Now…think for just a minute … Imagine that you’re 24 years old, on your first job. You’re experienced in using Twitter, Tumblr, Instagram, and [don’t admit it out loud] even Facebook. Imagine your reaction to seeing how the guts of that legacy system work. It’s not a pretty picture.
Once you get past Tumblr, Twitter, or a social system that relies heavily on APIs or drag and drop [both simple and seamless for the user], content management feels very awkward at best. When you move past WordPress, it becomes quite complex.
Some of that complexity is for good reason. Enterprise-scale content management systems are complex partly because the work they do is complex.

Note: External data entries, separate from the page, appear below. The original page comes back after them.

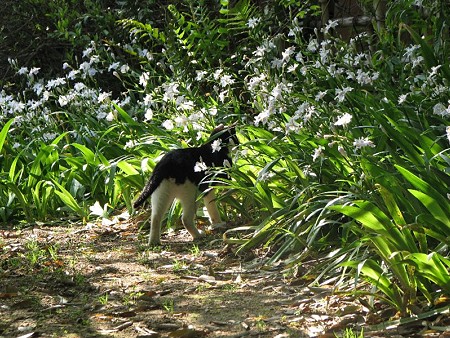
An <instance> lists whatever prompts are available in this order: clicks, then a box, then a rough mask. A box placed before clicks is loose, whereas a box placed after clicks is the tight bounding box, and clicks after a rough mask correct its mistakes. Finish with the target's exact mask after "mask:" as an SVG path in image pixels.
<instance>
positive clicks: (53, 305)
mask: <svg viewBox="0 0 450 338" xmlns="http://www.w3.org/2000/svg"><path fill="white" fill-rule="evenodd" d="M0 235H1V237H0V249H1V250H0V254H1V256H0V258H1V266H0V278H1V283H0V337H178V338H190V337H230V338H231V337H279V338H280V337H316V336H317V337H336V336H338V337H343V336H344V333H345V331H346V332H347V334H348V333H350V332H351V333H353V334H355V333H359V332H361V327H362V326H365V327H366V329H365V331H364V336H366V337H370V336H389V337H393V336H395V335H397V336H409V335H410V334H411V332H414V331H415V332H418V331H417V330H418V327H417V326H414V325H406V326H404V327H402V326H396V327H395V330H394V331H385V330H380V329H379V328H378V329H375V330H374V329H373V328H374V327H375V328H376V326H372V330H370V327H369V329H367V327H368V325H369V324H370V325H374V324H377V323H379V322H381V321H384V320H386V319H387V318H389V317H390V316H393V315H394V313H390V312H389V311H388V310H384V308H383V307H380V308H379V311H377V312H375V313H374V312H373V311H369V310H368V309H367V308H366V307H365V306H364V305H363V303H361V302H359V301H358V300H357V299H355V298H354V297H353V296H351V295H343V294H334V293H333V281H330V283H329V285H328V284H326V283H325V284H323V285H320V286H317V287H311V286H308V284H309V283H310V281H311V279H310V277H309V276H304V275H302V269H296V270H292V271H287V270H283V269H282V268H281V266H279V267H267V266H265V265H264V261H265V258H264V255H263V254H262V253H260V252H251V253H246V254H238V253H237V252H236V251H237V247H233V246H230V245H224V244H223V241H222V240H221V238H222V235H221V234H220V233H215V234H213V233H212V234H209V236H207V237H206V238H205V239H204V240H203V241H201V242H195V243H194V242H192V241H191V238H190V237H189V235H188V234H187V233H186V232H185V231H184V230H180V231H177V232H173V233H171V234H167V235H166V236H165V238H164V239H163V245H162V246H161V247H160V248H153V249H152V250H150V249H149V248H148V247H147V246H146V240H145V236H144V233H143V232H140V231H139V230H138V228H137V226H136V225H135V224H134V223H132V222H118V223H116V224H112V225H101V224H88V225H87V226H80V225H77V224H70V222H64V224H62V223H60V224H59V225H52V226H49V225H45V224H41V225H34V226H27V227H25V228H23V229H22V230H0ZM436 320H439V321H440V323H442V322H443V321H444V320H448V317H447V318H442V317H441V318H440V319H437V318H436ZM422 329H423V328H422ZM350 330H351V331H350ZM412 330H414V331H412ZM444 331H445V330H444ZM444 331H432V330H431V331H429V332H428V336H429V337H440V336H442V337H444V336H445V332H444ZM348 337H351V335H348ZM446 337H448V336H446Z"/></svg>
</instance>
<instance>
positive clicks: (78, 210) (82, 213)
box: [53, 180, 86, 218]
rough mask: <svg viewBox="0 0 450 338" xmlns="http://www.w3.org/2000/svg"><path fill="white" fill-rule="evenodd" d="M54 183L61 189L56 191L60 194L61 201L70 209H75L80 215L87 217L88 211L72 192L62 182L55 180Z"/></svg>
mask: <svg viewBox="0 0 450 338" xmlns="http://www.w3.org/2000/svg"><path fill="white" fill-rule="evenodd" d="M53 183H54V184H55V185H56V186H57V187H58V189H59V190H56V191H55V193H56V194H57V195H58V196H59V198H60V199H61V201H62V202H63V203H64V204H65V205H66V206H67V207H69V208H70V209H72V210H73V211H75V212H76V213H77V214H78V215H80V216H81V217H83V218H84V217H86V213H85V210H84V208H83V207H81V206H80V205H79V204H78V203H77V201H76V200H75V198H74V197H73V196H72V194H71V193H70V192H69V191H68V190H67V189H66V188H64V187H63V186H62V185H61V184H60V183H58V182H57V181H56V180H53Z"/></svg>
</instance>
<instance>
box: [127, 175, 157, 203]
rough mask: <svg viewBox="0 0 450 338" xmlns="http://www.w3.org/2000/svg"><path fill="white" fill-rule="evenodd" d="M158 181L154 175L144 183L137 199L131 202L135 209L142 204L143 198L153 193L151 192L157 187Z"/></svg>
mask: <svg viewBox="0 0 450 338" xmlns="http://www.w3.org/2000/svg"><path fill="white" fill-rule="evenodd" d="M159 183H160V182H156V179H155V177H151V178H150V180H149V181H148V182H147V184H146V185H145V187H144V189H143V190H142V193H141V194H140V195H139V197H138V198H137V200H136V201H135V202H134V203H133V207H134V208H135V209H137V208H139V207H140V206H141V205H142V204H144V202H145V200H146V199H147V198H149V197H150V196H151V194H153V192H154V191H155V190H156V188H158V185H159Z"/></svg>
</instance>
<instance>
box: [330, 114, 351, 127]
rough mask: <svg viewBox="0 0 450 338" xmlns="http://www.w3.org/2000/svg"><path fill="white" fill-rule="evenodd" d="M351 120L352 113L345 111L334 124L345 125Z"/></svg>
mask: <svg viewBox="0 0 450 338" xmlns="http://www.w3.org/2000/svg"><path fill="white" fill-rule="evenodd" d="M351 120H352V115H350V114H349V113H345V114H343V115H341V116H340V117H339V118H338V120H337V121H336V122H334V125H335V126H343V127H345V126H346V125H347V124H349V123H350V122H351Z"/></svg>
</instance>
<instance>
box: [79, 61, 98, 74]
mask: <svg viewBox="0 0 450 338" xmlns="http://www.w3.org/2000/svg"><path fill="white" fill-rule="evenodd" d="M79 69H80V71H82V72H83V73H84V74H85V75H89V76H94V75H95V74H97V70H96V69H95V68H92V67H91V64H90V63H89V62H86V61H85V62H83V63H82V64H81V65H80V68H79Z"/></svg>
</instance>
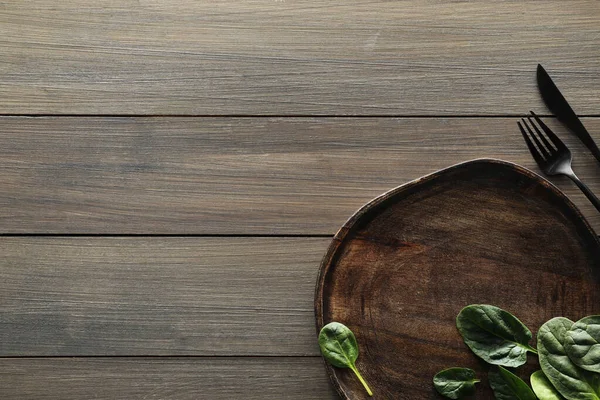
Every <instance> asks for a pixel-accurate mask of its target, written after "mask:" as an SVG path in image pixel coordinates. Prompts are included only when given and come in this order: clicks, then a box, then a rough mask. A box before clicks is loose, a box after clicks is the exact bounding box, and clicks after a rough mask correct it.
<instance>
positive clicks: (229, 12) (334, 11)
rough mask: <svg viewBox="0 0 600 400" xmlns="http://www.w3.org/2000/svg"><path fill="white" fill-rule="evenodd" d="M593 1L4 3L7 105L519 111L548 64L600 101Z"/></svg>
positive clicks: (191, 107) (410, 113)
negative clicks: (543, 70) (535, 77)
mask: <svg viewBox="0 0 600 400" xmlns="http://www.w3.org/2000/svg"><path fill="white" fill-rule="evenodd" d="M599 27H600V5H599V4H598V1H597V0H571V1H564V0H545V1H522V0H504V1H488V0H472V1H452V2H438V1H430V0H410V1H406V0H405V1H365V0H343V1H341V0H336V1H330V2H325V3H324V2H322V1H317V0H308V1H303V2H301V3H298V2H293V1H285V0H259V1H256V0H241V1H240V0H235V1H234V0H219V1H197V0H178V1H176V2H168V1H163V0H128V1H116V0H100V1H95V2H93V3H90V2H89V1H84V0H63V1H61V2H56V1H51V0H32V1H27V2H10V1H7V2H2V3H1V4H0V37H2V40H1V41H0V52H1V53H2V55H3V62H2V64H1V65H0V74H1V76H2V79H1V83H0V112H2V113H16V114H31V113H34V114H40V113H41V114H55V113H56V114H65V113H67V114H82V113H83V114H124V113H129V114H161V115H164V114H188V115H189V114H194V115H197V114H201V115H231V114H244V115H256V114H261V115H298V114H302V115H305V114H310V115H315V114H318V115H350V114H352V115H375V114H378V115H440V114H445V115H448V114H478V115H482V114H495V115H497V114H507V113H512V114H514V113H518V114H522V113H523V112H526V111H527V110H529V109H530V108H531V107H538V108H539V107H540V106H541V100H540V98H539V95H538V93H537V90H536V87H535V67H536V64H537V63H542V64H544V66H546V67H547V69H548V70H549V72H550V73H551V75H552V76H553V77H554V78H555V80H556V82H557V84H558V85H559V87H561V88H562V89H563V90H564V91H565V93H566V94H567V97H568V98H569V99H570V100H572V102H573V106H574V108H575V110H577V111H578V112H579V113H584V114H586V113H587V114H590V113H595V114H597V113H598V109H599V108H600V98H599V97H598V96H597V93H598V92H600V76H599V74H598V65H599V63H600V36H599V35H600V28H599Z"/></svg>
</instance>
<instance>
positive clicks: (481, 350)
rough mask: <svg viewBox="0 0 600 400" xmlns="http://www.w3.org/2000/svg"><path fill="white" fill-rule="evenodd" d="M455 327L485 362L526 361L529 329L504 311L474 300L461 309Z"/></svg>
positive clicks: (517, 320) (472, 347) (468, 343)
mask: <svg viewBox="0 0 600 400" xmlns="http://www.w3.org/2000/svg"><path fill="white" fill-rule="evenodd" d="M456 327H457V328H458V330H459V332H460V334H461V335H462V337H463V340H464V341H465V343H466V344H467V346H469V347H470V348H471V350H472V351H473V353H475V354H476V355H477V356H479V357H481V358H482V359H484V360H485V361H486V362H488V363H490V364H494V365H501V366H504V367H518V366H520V365H523V364H525V363H526V362H527V352H528V351H530V352H532V353H537V352H536V350H535V349H534V348H533V347H531V346H529V344H528V343H529V341H530V340H531V331H529V329H527V327H526V326H525V325H523V323H522V322H521V321H519V320H518V319H517V318H516V317H515V316H514V315H512V314H511V313H509V312H508V311H504V310H503V309H501V308H498V307H494V306H490V305H486V304H474V305H470V306H467V307H465V308H463V309H462V310H461V312H460V313H459V314H458V316H457V317H456Z"/></svg>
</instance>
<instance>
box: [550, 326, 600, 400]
mask: <svg viewBox="0 0 600 400" xmlns="http://www.w3.org/2000/svg"><path fill="white" fill-rule="evenodd" d="M572 326H573V321H571V320H569V319H567V318H563V317H557V318H552V319H551V320H550V321H548V322H546V323H545V324H544V325H542V327H541V328H540V330H539V332H538V350H539V358H540V366H541V367H542V371H544V374H545V375H546V377H547V378H548V380H549V381H550V382H551V383H552V386H554V387H555V388H556V390H558V392H559V393H560V394H561V395H563V397H564V398H566V399H567V400H600V379H599V377H600V376H599V375H597V374H594V373H591V372H588V371H585V370H583V369H581V368H579V367H577V365H575V364H574V363H573V362H572V361H571V360H570V359H569V357H568V356H567V352H566V350H565V348H564V343H565V339H566V336H567V332H568V331H569V330H570V329H571V328H572Z"/></svg>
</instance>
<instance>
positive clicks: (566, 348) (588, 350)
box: [565, 315, 600, 373]
mask: <svg viewBox="0 0 600 400" xmlns="http://www.w3.org/2000/svg"><path fill="white" fill-rule="evenodd" d="M565 351H566V352H567V355H568V356H569V358H570V359H571V361H573V363H574V364H575V365H577V366H578V367H580V368H583V369H585V370H587V371H591V372H598V373H600V315H592V316H590V317H585V318H583V319H580V320H579V321H577V322H575V324H573V326H572V327H571V329H569V330H568V331H567V335H566V337H565Z"/></svg>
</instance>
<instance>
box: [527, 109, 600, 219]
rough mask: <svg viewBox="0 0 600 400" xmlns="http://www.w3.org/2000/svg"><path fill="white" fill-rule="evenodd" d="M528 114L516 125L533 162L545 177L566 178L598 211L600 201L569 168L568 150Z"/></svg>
mask: <svg viewBox="0 0 600 400" xmlns="http://www.w3.org/2000/svg"><path fill="white" fill-rule="evenodd" d="M530 112H531V115H530V116H527V119H525V118H521V121H520V122H517V125H519V129H520V130H521V133H522V134H523V138H524V139H525V143H527V147H529V151H530V152H531V155H532V156H533V158H534V160H535V162H537V164H538V165H539V166H540V168H541V169H542V171H544V173H545V174H546V175H565V176H568V177H569V178H570V179H571V180H572V181H573V182H575V184H576V185H577V186H578V187H579V189H581V191H582V192H583V194H585V195H586V196H587V198H588V199H589V200H590V201H591V202H592V204H593V205H594V207H596V209H597V210H598V211H600V200H599V199H598V198H597V197H596V195H594V193H592V191H591V190H590V188H588V187H587V185H586V184H585V183H583V182H581V180H580V179H579V178H578V177H577V175H575V173H574V172H573V169H572V168H571V161H572V160H573V156H572V155H571V151H570V150H569V148H568V147H567V146H565V144H564V143H563V142H562V140H560V139H559V138H558V136H556V135H555V134H554V132H552V130H551V129H550V128H548V126H547V125H546V124H545V123H544V122H543V121H542V120H541V119H540V118H539V117H538V116H537V115H535V113H534V112H533V111H530ZM532 117H533V118H532ZM534 120H535V122H534ZM536 123H537V125H536ZM538 125H539V127H540V128H541V130H540V128H538Z"/></svg>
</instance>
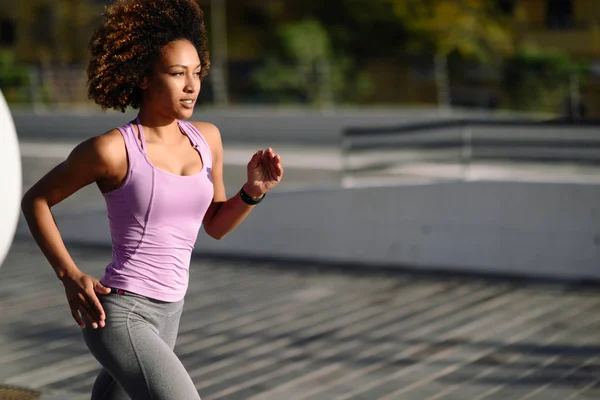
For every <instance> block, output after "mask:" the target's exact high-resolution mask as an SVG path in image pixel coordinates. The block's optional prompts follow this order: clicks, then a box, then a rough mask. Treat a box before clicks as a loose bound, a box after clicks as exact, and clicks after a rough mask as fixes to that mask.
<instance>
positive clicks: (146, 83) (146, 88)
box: [138, 76, 148, 90]
mask: <svg viewBox="0 0 600 400" xmlns="http://www.w3.org/2000/svg"><path fill="white" fill-rule="evenodd" d="M138 86H139V87H140V89H142V90H144V89H147V88H148V77H147V76H145V77H143V78H142V80H141V81H140V83H138Z"/></svg>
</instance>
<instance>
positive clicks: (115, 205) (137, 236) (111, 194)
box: [101, 119, 214, 302]
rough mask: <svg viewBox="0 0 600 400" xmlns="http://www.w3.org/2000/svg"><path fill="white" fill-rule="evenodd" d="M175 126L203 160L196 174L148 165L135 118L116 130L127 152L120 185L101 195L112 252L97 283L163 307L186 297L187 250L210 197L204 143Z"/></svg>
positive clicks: (211, 180) (207, 146)
mask: <svg viewBox="0 0 600 400" xmlns="http://www.w3.org/2000/svg"><path fill="white" fill-rule="evenodd" d="M136 125H137V127H138V129H139V132H140V137H141V141H142V143H143V146H142V145H141V144H140V141H139V140H138V139H137V137H136V129H135V126H136ZM178 125H179V128H180V130H181V131H182V133H184V134H185V135H186V136H187V137H188V138H189V140H190V142H191V143H192V145H193V146H194V148H195V149H196V150H197V151H198V153H199V154H200V156H201V157H202V164H203V167H202V170H201V171H200V172H199V173H197V174H194V175H190V176H180V175H175V174H172V173H169V172H167V171H164V170H162V169H159V168H157V167H155V166H154V165H152V163H151V162H150V159H149V158H148V156H147V155H146V141H145V139H144V132H143V129H142V127H141V125H140V123H139V119H136V121H135V123H133V122H132V123H129V124H127V125H125V126H122V127H120V128H119V131H120V132H121V134H122V135H123V139H124V140H125V146H126V148H127V158H128V170H127V176H126V178H125V181H124V183H123V184H122V185H121V186H120V187H119V188H117V189H115V190H113V191H110V192H108V193H105V194H104V198H105V200H106V211H107V215H108V220H109V225H110V234H111V239H112V250H113V251H112V261H111V263H110V264H109V265H108V266H107V267H106V270H105V273H104V276H103V278H102V279H101V282H102V284H103V285H104V286H106V287H109V288H117V289H122V290H125V291H130V292H133V293H137V294H139V295H142V296H146V297H149V298H152V299H156V300H160V301H166V302H175V301H179V300H181V299H182V298H183V297H184V296H185V293H186V291H187V287H188V281H189V279H188V277H189V275H188V274H189V265H190V259H191V254H192V250H193V248H194V244H195V242H196V239H197V237H198V232H199V230H200V227H201V226H202V220H203V218H204V215H205V213H206V210H207V209H208V207H209V205H210V204H211V202H212V199H213V193H214V190H213V184H212V177H211V169H212V157H211V153H210V148H209V147H208V144H207V143H206V141H205V140H204V138H203V137H202V134H201V133H200V132H199V131H198V130H197V129H196V128H195V127H194V125H192V124H191V123H189V122H186V121H178Z"/></svg>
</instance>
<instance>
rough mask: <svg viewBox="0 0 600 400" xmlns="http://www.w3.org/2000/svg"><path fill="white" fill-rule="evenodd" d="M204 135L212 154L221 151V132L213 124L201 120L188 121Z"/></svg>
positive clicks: (217, 152)
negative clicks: (203, 121)
mask: <svg viewBox="0 0 600 400" xmlns="http://www.w3.org/2000/svg"><path fill="white" fill-rule="evenodd" d="M189 122H190V123H191V124H192V125H194V127H195V128H196V129H198V131H199V132H200V133H201V134H202V136H203V137H204V140H206V142H207V143H208V145H209V146H210V149H211V152H212V153H213V154H215V153H216V154H220V153H221V152H222V146H223V145H222V143H221V132H220V131H219V128H217V127H216V126H215V125H214V124H212V123H210V122H203V121H189Z"/></svg>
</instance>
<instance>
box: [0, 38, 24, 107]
mask: <svg viewBox="0 0 600 400" xmlns="http://www.w3.org/2000/svg"><path fill="white" fill-rule="evenodd" d="M28 85H29V72H28V69H27V68H26V67H24V66H22V65H19V64H17V63H16V62H15V55H14V52H13V51H8V50H2V51H0V89H1V90H2V93H3V94H4V96H5V97H6V101H8V102H14V101H24V100H25V99H26V97H27V96H26V91H27V87H28Z"/></svg>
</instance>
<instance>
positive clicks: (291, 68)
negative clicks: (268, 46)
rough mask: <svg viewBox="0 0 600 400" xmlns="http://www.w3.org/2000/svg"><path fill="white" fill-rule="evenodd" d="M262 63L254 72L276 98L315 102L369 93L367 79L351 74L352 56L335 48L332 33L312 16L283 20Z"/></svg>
mask: <svg viewBox="0 0 600 400" xmlns="http://www.w3.org/2000/svg"><path fill="white" fill-rule="evenodd" d="M276 37H277V41H276V42H275V43H274V46H273V48H272V49H271V51H270V52H269V54H268V55H267V56H266V57H265V60H264V63H263V65H262V66H261V67H259V68H257V70H255V72H254V73H253V80H254V82H255V83H256V84H257V86H258V87H259V89H260V90H263V91H266V92H269V93H271V94H273V95H274V97H275V98H276V99H277V100H278V101H294V100H298V99H302V100H304V101H306V102H308V103H309V104H312V105H316V106H328V105H332V104H333V103H334V102H336V101H338V100H339V99H344V100H345V101H348V100H358V99H360V98H361V97H364V96H366V95H368V93H369V91H370V82H369V79H368V77H367V76H366V75H364V74H360V73H357V74H353V72H352V67H353V62H352V59H351V58H350V57H348V56H344V55H343V54H342V53H340V52H335V51H334V47H333V44H332V41H331V37H330V35H329V33H328V32H327V30H326V29H325V28H324V26H323V25H322V24H321V23H320V22H319V21H317V20H315V19H310V18H307V19H303V20H300V21H298V22H291V23H285V24H282V25H281V26H280V27H279V28H278V29H277V32H276Z"/></svg>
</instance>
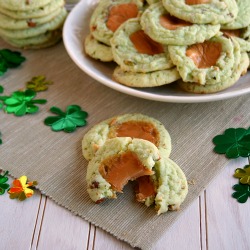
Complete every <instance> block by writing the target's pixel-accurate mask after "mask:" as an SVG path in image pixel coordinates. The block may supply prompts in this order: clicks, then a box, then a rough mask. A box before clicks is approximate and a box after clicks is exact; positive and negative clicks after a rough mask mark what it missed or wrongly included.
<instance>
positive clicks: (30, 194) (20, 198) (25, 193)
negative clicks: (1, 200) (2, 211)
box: [8, 175, 37, 201]
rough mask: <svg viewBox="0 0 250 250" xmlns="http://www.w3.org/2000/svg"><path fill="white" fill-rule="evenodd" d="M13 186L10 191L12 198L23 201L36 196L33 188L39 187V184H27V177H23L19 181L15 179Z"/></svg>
mask: <svg viewBox="0 0 250 250" xmlns="http://www.w3.org/2000/svg"><path fill="white" fill-rule="evenodd" d="M12 185H13V186H12V187H11V188H10V189H9V191H8V193H9V194H10V198H11V199H18V200H20V201H23V200H25V199H26V198H30V197H31V196H32V195H33V194H34V190H33V188H34V186H35V185H37V182H36V181H33V182H31V181H30V182H27V176H25V175H23V176H21V177H20V178H19V179H15V180H14V181H13V184H12Z"/></svg>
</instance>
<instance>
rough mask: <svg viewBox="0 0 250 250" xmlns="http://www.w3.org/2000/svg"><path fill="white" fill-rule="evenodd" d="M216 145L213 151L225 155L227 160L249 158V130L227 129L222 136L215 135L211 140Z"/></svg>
mask: <svg viewBox="0 0 250 250" xmlns="http://www.w3.org/2000/svg"><path fill="white" fill-rule="evenodd" d="M213 143H214V144H215V145H216V146H215V148H214V151H215V152H216V153H219V154H226V156H227V157H228V158H237V157H240V156H241V157H248V156H250V128H248V129H244V128H236V129H234V128H229V129H227V130H226V131H225V133H224V134H223V135H217V136H215V137H214V139H213Z"/></svg>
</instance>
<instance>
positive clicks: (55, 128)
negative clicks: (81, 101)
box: [44, 105, 88, 133]
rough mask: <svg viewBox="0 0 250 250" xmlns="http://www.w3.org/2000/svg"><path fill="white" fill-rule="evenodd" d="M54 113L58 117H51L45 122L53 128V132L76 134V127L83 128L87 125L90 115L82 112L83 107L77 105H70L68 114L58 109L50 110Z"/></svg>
mask: <svg viewBox="0 0 250 250" xmlns="http://www.w3.org/2000/svg"><path fill="white" fill-rule="evenodd" d="M50 111H51V112H52V113H55V114H57V116H49V117H47V118H46V119H45V120H44V123H45V124H46V125H48V126H51V129H52V130H53V131H61V130H64V131H65V132H68V133H70V132H74V131H75V130H76V127H82V126H85V125H86V123H87V122H86V118H87V117H88V113H87V112H85V111H82V110H81V107H79V106H77V105H69V106H68V107H67V109H66V112H63V111H62V110H61V109H59V108H58V107H52V108H51V109H50Z"/></svg>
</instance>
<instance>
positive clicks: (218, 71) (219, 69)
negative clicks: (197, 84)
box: [169, 35, 235, 85]
mask: <svg viewBox="0 0 250 250" xmlns="http://www.w3.org/2000/svg"><path fill="white" fill-rule="evenodd" d="M169 53H170V57H171V59H172V61H173V63H174V64H175V65H176V66H177V69H178V71H179V73H180V75H181V78H182V80H183V81H184V82H195V83H198V84H200V85H205V84H207V85H208V84H216V83H220V82H225V81H227V80H228V78H229V77H230V75H231V71H232V68H233V65H234V60H235V54H234V42H233V39H228V38H226V37H224V36H222V35H220V36H215V37H213V38H211V39H209V40H207V41H205V42H203V43H198V44H194V45H190V46H172V45H171V46H169Z"/></svg>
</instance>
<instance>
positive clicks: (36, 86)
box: [26, 76, 53, 92]
mask: <svg viewBox="0 0 250 250" xmlns="http://www.w3.org/2000/svg"><path fill="white" fill-rule="evenodd" d="M51 84H53V82H52V81H48V80H46V77H45V76H34V77H32V79H31V80H30V81H28V82H27V83H26V87H27V89H31V90H34V91H36V92H39V91H45V90H47V89H48V85H51Z"/></svg>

Many of the trickiest issues lie in how the content management system is created and customized, far more technical than the day-to-day work of a typical content creator. Some content management systems tie into other systems and databases for rules, templates, data storage and presentation, while some are all-in-one products. The more platforms you add to the work, the more complicated things get for the content creator.
I’ve worked in many systems that can’t get beyond the document concept for each piece of content in their user interface representations, even if the way the system works is far more flexible than simply displaying a facsimile of a piece of paper. When we represent to users that they’re creating documents, their mental model thinks “page.” In many CMS today, we need to think chunks, not pages. Not articles. Even if we put chunks together in the end in a way that resembles an article, our mental models need to change to allow us to do other things, as well.
And we need user interfaces that help content creators visualize these content chunks, and their broad [or specific] applicability in a complex system.
And let’s not forget — we need to meet content creators’ increasingly sophisticated expectations of how they want to interface with technology. While unicorns are awesome, most people using most systems won’t be so ambidextrous. We need systems designed for real users that allow us to efficiently solve complex content problems.